Although reciprocity is one fundamental cornerstone of human behavior, modeling reciprocity still is a challenge for social scientists. The current study analyzes two of the most established approaches, the reference value model by D &K and the intention factor model by F &F. We point out that there are two major differences between the two approaches: the first model measures perceived kindness of an action in relation to a reference value while the second model distinguishes between the intention of an action and the extent to which the action is perceived as being unkind or kind. The latter element of F &F’s model relies on the inequity of the proposed payoffs whereas the former element results from a pairwise comparison between alternatives.

We test elements of both models within the context of mini-ultimatum games with two and four alternatives. Results show that F &F’s approach works fine in the games with two alternatives, but has important drawbacks in the games with four alternatives, both with respect to the average numbers but also once we run a within-subject analysis. On the other hand, D &K’s model fails to characterize behavior within both contexts. However, we have to admit that we do not test D &K’s complete model excluding some equilibria based on mutual meanness. This may impair its predictive success in our setting. Despite the shortcoming, we conclude that D &K’s idea to measure perceived kindness in one variable, the distance to the equitable payoff, does not sufficiently capture the nature of perceived (un)kindness. Particularly for games with four alternatives, it seems that the pairwise comparison of alternatives does not predict behavior accurately. Therefore, we present and discuss a potential modification of F &F’s reciprocity model which includes elements of D &K’s approach. Testing the Combined approach’s predictions with our experimental data yields an appropriately low number of mismatches between subjects’ decisions and the predictions. Also the results of the regression analyses indicate a significant improvement of predictive power added by the Combined approach to the existing models.
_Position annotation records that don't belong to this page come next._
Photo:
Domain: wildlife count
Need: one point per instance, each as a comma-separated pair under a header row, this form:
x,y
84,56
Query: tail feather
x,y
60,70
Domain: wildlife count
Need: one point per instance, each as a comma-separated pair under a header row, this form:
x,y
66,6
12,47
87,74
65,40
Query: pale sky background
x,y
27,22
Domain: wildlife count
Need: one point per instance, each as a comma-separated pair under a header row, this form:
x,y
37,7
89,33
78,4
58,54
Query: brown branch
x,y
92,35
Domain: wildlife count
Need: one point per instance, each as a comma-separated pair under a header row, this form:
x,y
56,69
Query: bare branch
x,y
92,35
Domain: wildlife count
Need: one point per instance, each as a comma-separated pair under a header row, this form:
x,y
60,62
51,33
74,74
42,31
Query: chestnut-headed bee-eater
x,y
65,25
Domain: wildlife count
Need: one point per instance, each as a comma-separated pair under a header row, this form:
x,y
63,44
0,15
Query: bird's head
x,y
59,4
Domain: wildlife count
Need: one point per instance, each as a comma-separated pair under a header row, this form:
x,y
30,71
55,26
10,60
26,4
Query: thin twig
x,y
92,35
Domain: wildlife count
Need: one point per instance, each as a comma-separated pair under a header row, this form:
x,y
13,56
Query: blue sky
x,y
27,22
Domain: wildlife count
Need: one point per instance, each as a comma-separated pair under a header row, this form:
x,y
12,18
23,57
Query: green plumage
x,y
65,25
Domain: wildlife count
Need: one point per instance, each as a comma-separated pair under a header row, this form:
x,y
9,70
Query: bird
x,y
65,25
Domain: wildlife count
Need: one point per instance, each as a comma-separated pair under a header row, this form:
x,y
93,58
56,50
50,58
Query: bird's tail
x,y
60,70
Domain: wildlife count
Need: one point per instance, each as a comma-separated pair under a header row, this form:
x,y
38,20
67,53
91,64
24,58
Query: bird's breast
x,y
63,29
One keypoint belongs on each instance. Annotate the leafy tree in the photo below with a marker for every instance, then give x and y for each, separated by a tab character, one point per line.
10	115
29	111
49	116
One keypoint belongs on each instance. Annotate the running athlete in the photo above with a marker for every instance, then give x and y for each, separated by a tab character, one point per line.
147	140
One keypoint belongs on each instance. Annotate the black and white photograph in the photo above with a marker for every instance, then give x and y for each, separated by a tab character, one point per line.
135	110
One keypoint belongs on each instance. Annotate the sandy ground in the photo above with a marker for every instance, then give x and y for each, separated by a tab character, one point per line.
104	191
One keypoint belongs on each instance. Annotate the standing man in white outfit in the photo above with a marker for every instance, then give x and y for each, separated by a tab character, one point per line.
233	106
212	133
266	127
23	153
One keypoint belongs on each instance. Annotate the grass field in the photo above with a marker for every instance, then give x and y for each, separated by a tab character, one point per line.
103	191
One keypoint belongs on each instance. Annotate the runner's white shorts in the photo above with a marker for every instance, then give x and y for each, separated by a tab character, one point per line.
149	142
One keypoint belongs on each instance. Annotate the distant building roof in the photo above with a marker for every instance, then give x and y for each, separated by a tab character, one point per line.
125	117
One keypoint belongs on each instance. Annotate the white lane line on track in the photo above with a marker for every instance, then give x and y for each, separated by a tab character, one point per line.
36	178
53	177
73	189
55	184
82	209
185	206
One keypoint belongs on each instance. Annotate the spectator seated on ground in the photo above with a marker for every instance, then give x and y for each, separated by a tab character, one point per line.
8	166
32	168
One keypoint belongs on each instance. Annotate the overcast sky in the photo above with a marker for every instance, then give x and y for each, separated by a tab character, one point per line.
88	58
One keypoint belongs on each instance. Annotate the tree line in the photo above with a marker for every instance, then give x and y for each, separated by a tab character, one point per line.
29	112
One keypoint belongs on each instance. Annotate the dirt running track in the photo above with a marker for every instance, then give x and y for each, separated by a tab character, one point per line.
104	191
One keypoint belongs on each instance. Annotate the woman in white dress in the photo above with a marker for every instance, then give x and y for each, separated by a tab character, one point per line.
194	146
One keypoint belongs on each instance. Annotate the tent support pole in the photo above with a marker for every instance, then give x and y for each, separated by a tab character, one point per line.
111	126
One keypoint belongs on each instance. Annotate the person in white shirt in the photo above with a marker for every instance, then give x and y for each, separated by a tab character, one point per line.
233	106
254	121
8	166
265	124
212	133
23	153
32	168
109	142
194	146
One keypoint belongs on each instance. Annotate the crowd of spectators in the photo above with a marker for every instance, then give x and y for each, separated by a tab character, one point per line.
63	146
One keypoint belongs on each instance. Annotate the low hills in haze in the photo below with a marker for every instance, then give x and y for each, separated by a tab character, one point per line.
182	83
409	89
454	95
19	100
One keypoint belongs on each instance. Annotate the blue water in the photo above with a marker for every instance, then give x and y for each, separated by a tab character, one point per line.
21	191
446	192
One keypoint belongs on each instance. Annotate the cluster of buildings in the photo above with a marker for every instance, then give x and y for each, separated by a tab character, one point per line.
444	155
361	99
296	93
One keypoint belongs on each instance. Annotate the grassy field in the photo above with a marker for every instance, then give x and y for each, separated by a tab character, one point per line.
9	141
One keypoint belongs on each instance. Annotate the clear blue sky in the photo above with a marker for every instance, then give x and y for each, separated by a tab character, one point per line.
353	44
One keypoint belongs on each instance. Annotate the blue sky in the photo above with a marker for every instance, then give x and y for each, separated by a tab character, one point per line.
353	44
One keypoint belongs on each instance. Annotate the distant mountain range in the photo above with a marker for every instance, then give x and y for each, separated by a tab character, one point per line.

To conclude, more research is needed to model reciprocity in a sufficient way. Perhaps, the question is not whether there is a true model mapping reciprocity, but whether there is a model that adequately balances the need for generalisability across different games with a satisfactory good predictability of behavior within a specific environment. Elsewhere, it has been shown that reciprocity itself encompasses a number of different subtypes of social utility (e.g., Nicklisch and Wolff (2012)). Therefore, we have to ask ourselves whether we want to model the behavior in one specific game which may trigger one specific form of reciprocity, or whether we want to rely on a general model, which, however, has less predicting power in special situations. The answer to this question we cannot provide here. Therefore, we would like to invite future research to follow this avenue, or, maybe, prove it wrong.